Ritchie died in 1989. Waxer said she can remember it because she had just had her daughter.
“I went to spend time with him in the hospital and people were criticizing me for doing that because I had this small baby at home and they thought even being in the proximity of death and AIDS was putting the baby at risk.”
“We know a lot more now than we did in ‘88 when there was mass hysteria and it was totally unknown,” said Karly Savoy, prevention and education co-ordinator for the organization. But even with greater awareness, she said she continues to hear people express their fear of toilet seats and door knobs.
That’s why HIV West Yellowhead, and its predecessors, made education and awareness a main focus of its work. The organization visits schools, sets up displays at orientation nights, distributes condoms at the bar and plasters the town with fun educational posters that encourage responsible sexual behaviour.
It also hosts guest speakers, organizes film nights, provides referrals to sexual health nurses and offers a safe space for people to pick up literature on sexual health, as well as condoms, dental dams and lube.
In 2003, the organization expanded its reach to the region, servicing Whitecourt, Edson and Hinton, as well as Jasper, and in recent years it has used that reach to complete a needs assessment for the region.
That assessment, which is not yet public, was developed to determine whether a needle exchange and harm reduction program is needed in the region.
In an interview on Monday, Andrea Quick, HIV West Yellowhead’s executive director, said the assessment has proven that need.
“Of the 20 people that were interviewed for [the assessment], four were HIV positive and nine were Hep C positive, and that’s just the 20 people who did the needs assessment around injection drug use,” she said, referring to people interviewed from across the region. “So that’s where the organization is heading, to continue doing work around positive prevention messaging, client care and support and needle exchange and harm reduction services.
“But I’ll tell you, there’s a lot of stigma and discrimination out there. This is not going to be an easy process.”

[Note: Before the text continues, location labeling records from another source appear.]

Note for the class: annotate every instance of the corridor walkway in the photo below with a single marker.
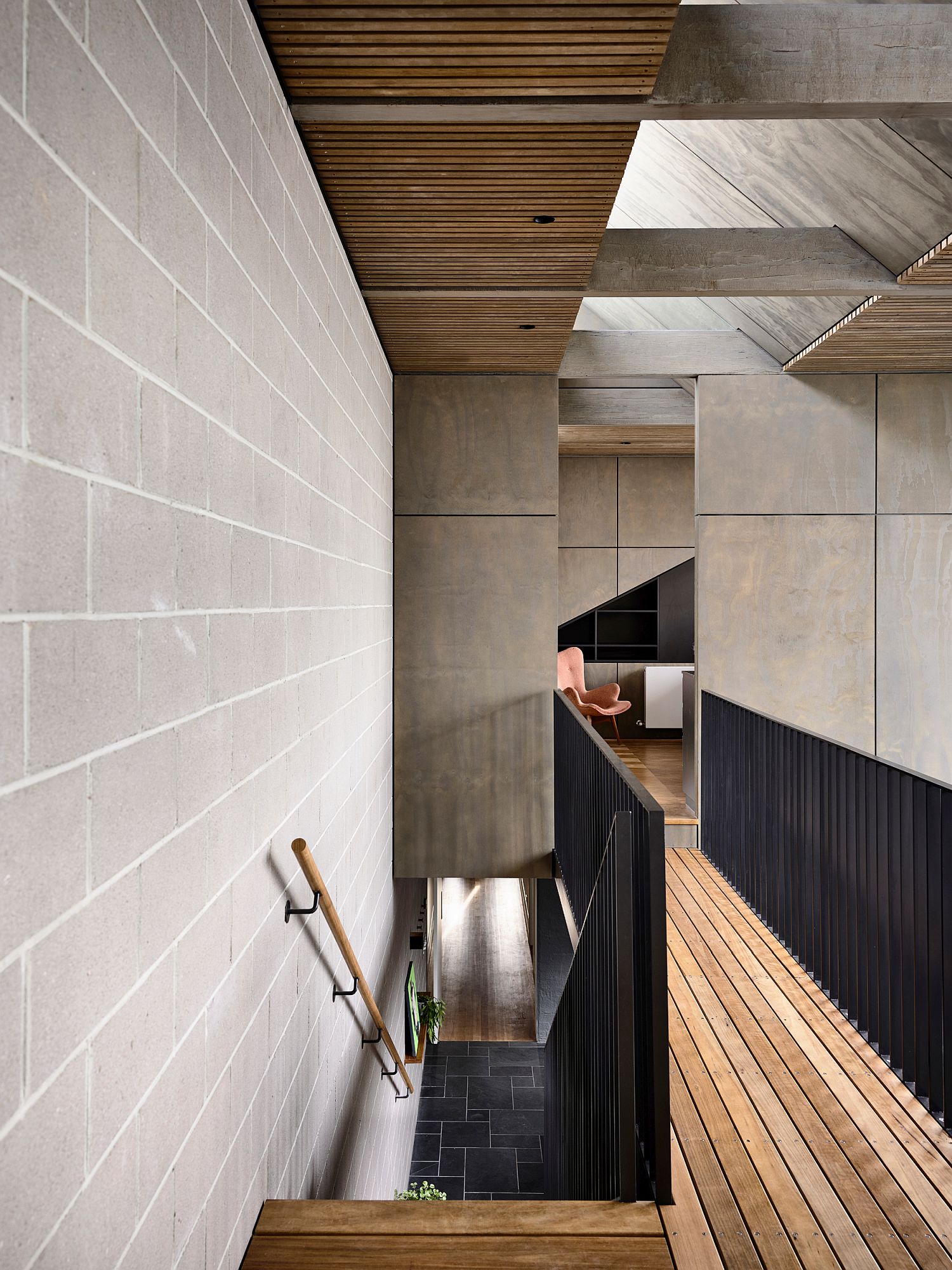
(794, 1145)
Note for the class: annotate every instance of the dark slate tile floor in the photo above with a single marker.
(479, 1128)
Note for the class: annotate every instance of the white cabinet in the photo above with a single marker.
(663, 697)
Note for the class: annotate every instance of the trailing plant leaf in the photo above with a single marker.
(421, 1191)
(432, 1014)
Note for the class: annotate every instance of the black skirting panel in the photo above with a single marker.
(849, 860)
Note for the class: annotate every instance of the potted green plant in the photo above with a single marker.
(432, 1014)
(421, 1191)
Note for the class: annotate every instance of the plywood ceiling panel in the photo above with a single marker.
(887, 333)
(450, 204)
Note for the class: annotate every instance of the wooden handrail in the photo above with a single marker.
(333, 919)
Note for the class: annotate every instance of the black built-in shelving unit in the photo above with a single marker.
(652, 623)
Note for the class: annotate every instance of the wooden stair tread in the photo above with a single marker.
(474, 1219)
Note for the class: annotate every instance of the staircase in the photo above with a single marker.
(458, 1235)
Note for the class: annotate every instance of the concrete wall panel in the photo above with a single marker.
(915, 444)
(915, 642)
(657, 502)
(588, 502)
(786, 445)
(475, 672)
(786, 619)
(477, 445)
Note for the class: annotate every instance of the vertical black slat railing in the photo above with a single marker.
(607, 1120)
(863, 853)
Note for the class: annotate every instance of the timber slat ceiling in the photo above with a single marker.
(936, 266)
(453, 205)
(459, 49)
(887, 333)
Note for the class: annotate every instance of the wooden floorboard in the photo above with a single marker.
(487, 979)
(780, 1113)
(658, 765)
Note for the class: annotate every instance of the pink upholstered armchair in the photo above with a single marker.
(600, 703)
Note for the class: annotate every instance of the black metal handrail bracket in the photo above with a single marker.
(847, 859)
(607, 1122)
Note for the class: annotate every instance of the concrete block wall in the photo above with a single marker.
(196, 648)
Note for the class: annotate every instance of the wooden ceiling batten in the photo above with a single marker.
(936, 266)
(450, 205)
(902, 335)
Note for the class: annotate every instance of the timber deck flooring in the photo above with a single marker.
(658, 765)
(487, 976)
(794, 1144)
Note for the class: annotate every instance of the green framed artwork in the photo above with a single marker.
(412, 1012)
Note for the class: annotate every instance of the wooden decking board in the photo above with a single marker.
(807, 1202)
(765, 1191)
(685, 1222)
(912, 1116)
(802, 1089)
(918, 1213)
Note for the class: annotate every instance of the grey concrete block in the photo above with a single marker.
(64, 93)
(204, 562)
(133, 553)
(12, 1013)
(915, 643)
(175, 653)
(44, 512)
(171, 227)
(204, 761)
(251, 570)
(202, 961)
(169, 1112)
(11, 363)
(12, 733)
(785, 444)
(915, 440)
(175, 448)
(173, 887)
(202, 361)
(54, 810)
(43, 1164)
(657, 502)
(79, 972)
(82, 402)
(12, 53)
(101, 1224)
(230, 477)
(45, 222)
(128, 1055)
(232, 656)
(588, 502)
(83, 688)
(786, 622)
(126, 48)
(131, 303)
(133, 803)
(200, 161)
(227, 111)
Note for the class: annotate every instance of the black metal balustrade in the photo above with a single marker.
(849, 860)
(607, 1120)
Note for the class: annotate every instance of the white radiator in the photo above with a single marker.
(663, 697)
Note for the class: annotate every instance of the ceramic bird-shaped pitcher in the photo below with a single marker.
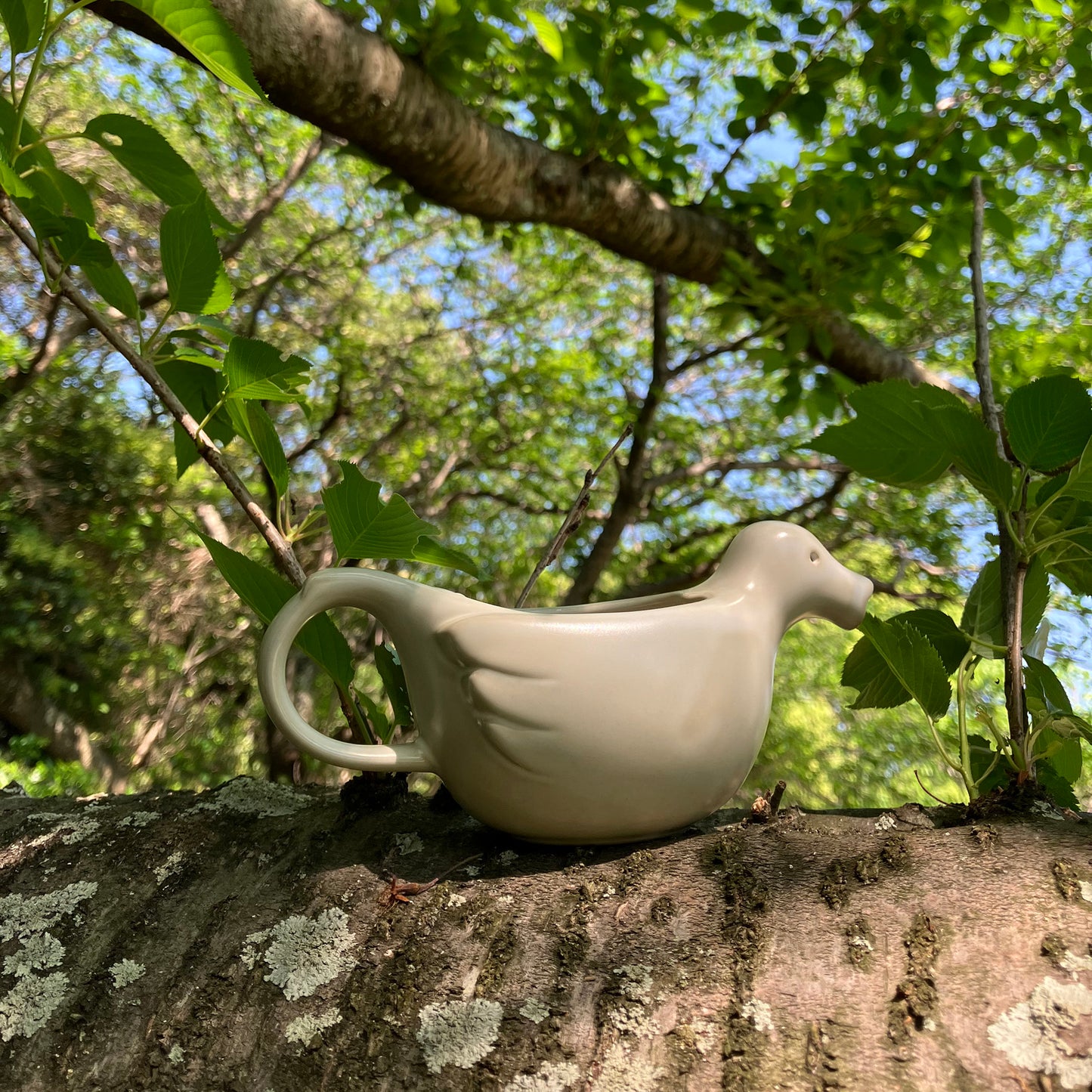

But that’s nothing new for the organization.
Over it’s 25 year history, it has met adversity head on, each time bringingwith it a message of prevention and harm reduction.
Nov. 25 marks the beginning of Canadian HIV/AIDS Awareness Week. Dec. 1 is World AIDS Day and Dec. 1 through Dec. 5 is Aboriginal AIDS Awareness Week. To mark these weeks, HIV West Yellowhead will be hosting events, including a workshop, titled Beyond the Basics, on Nov. 25. There will also be an entire week’s worth of events taking place at Fairmont Jasper Park Lodge.